《Stavolta Alarico è sepolto per sempre》

Per i deputati Cinquestelle il ministero avrebbe bocciato il museo di Cosenza che deve sorgere sulle ceneri dell'ex Jolly, ora demolito. Si rischia la revoca dell'intero progetto

Il futuro museo di Alarico a Cosenza

“Questa volta e’ morto e sepolto davvero, Alarico, alla confluenza dei fiumi Crati e Busento, come vuole la favola ottocentesca strumentalizzata dal Sindaco di Cosenza per uno dei suoi insensati megaprogetti. E l’ha ucciso a buona ragione, seppur tardivamente, il Ministero dei Beni Culturali. Che sollievo!”. Lo afferma la senatrice del M5S Margherita Corrado, archeologa e componente della Commissione Cultura del Senato, esprimendo tutto il suo compiacimento, insieme ai colleghi parlamentari cosentini, “per la clamorosa novita’ – dice – delle ultime ore. Al Comune e alla Provincia di Cosenza e’ stato infatti comunicato l’annullamento in autotutela, da parte della Direzione Generale ABAP, della nota n. 9749 del 7 agosto u.s. a firma del Soprintendente ABAP per le province di Catanzaro, Cosenza e Crotone relativa all’intervento denominato “Riqualificazione della confluenza dei fiumi Crati e Busento e realizzazione del Museo di Alarico”.

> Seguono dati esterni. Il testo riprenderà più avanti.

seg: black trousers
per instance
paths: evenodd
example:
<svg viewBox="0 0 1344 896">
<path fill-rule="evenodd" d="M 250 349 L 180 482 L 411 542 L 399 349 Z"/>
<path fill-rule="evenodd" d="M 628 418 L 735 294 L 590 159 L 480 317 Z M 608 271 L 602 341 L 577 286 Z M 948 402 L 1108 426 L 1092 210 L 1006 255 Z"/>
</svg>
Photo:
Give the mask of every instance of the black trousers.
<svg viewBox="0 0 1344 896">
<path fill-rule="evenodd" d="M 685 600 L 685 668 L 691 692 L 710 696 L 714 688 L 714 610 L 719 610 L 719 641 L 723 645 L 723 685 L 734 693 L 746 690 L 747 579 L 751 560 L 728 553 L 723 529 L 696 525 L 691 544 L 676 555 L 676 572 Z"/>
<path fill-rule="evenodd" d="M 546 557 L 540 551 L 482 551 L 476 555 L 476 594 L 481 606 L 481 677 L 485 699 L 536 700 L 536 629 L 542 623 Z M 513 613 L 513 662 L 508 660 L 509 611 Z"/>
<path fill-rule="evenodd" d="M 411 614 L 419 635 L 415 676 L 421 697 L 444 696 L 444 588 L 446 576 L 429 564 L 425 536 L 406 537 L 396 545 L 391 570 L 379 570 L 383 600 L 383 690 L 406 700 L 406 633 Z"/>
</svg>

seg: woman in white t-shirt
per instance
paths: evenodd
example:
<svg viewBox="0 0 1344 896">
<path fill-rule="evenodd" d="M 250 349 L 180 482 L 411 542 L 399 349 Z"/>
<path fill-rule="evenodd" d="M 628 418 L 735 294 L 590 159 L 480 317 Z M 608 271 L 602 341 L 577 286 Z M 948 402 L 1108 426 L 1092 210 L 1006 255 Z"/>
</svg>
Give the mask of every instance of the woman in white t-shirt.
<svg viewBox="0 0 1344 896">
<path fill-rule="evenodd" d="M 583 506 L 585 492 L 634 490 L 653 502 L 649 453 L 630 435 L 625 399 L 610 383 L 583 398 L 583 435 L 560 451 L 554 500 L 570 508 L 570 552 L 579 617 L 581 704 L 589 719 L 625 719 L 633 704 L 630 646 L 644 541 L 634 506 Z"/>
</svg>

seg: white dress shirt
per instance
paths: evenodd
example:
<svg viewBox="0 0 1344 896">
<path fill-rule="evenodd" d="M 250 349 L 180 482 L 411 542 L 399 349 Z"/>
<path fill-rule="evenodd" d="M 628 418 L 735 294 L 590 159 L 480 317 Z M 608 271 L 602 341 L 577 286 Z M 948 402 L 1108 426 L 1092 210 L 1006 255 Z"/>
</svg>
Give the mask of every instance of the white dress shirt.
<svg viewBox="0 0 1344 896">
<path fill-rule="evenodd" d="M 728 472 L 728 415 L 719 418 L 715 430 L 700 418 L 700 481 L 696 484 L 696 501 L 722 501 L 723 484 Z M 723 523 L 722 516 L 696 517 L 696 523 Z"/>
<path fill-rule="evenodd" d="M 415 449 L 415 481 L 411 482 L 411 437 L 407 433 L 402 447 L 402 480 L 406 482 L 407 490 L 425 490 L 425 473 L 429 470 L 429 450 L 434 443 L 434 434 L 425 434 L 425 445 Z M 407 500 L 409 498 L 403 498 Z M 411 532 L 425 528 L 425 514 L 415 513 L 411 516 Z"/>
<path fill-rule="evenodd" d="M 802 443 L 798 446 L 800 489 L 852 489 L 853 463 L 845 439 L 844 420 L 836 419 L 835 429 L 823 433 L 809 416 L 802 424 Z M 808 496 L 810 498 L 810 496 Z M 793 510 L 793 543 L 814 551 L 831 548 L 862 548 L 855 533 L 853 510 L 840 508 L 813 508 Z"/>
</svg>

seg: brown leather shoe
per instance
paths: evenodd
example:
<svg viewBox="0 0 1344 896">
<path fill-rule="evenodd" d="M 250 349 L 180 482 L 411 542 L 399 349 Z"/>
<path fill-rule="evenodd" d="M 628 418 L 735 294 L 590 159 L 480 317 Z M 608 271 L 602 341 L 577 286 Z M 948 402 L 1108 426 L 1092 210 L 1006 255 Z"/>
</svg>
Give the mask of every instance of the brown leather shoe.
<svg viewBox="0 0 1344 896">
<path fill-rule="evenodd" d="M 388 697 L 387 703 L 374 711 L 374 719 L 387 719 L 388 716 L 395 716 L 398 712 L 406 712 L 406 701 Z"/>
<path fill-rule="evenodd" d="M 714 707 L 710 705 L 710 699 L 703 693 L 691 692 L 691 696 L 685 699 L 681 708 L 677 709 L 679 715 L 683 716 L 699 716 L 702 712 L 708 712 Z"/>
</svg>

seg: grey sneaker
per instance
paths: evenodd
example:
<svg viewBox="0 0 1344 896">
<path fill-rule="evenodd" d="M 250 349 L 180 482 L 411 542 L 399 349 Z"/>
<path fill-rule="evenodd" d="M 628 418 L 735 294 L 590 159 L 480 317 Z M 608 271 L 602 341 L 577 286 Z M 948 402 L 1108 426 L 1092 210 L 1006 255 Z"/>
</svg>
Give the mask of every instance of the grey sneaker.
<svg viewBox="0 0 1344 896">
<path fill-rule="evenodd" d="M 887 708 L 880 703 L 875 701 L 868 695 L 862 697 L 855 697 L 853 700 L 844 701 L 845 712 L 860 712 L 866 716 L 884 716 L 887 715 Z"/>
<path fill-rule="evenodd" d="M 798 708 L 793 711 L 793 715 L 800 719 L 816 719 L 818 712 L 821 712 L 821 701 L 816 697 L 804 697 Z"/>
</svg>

Si tratta, fa rilevare, “del documento di generica autorizzazione paesaggistica sulla base del quale il Comune ha avviato la demolizione dell’ecomostro sito ai piedi del centro storico cittadino prima e senza che fosse stato attivato il Tavolo Tecnico preposto alla valutazione condivisa dell’intero progetto da parte di tutti gli attori istituzionali. Il dirigente romano – continua – ha contestualmente avocato a se’, di fatto sostituendosi al suo sottoposto ‘cosentino’, la valutazione dell’intervento suddetto e il rilascio del relativo parere vincolante. I portavoce del M5S al Parlamento Italiano ed Europeo Corrado, Ferrara, Morra e Orrico, che nei mesi scorsi avevano denunciato con forza le anomalie dell’iter autorizzativo teso a trasformare frettolosamente lo scheletro ridimensionato dell’ex Hotel Jolly in uno spazio espositivo definito a torto museo, in mancanza delle condizioni minime per essere tale, e assai discutibile anche sul piano morfologico ed estetico, plaudono dunque all’iniziativa drastica ma necessaria assunta dal Ministero competente. La trasparenza e la correttezza delle procedure amministrative sono un presupposto imprescindibile perche’ l’interesse pubblico possa dirsi tutelato”.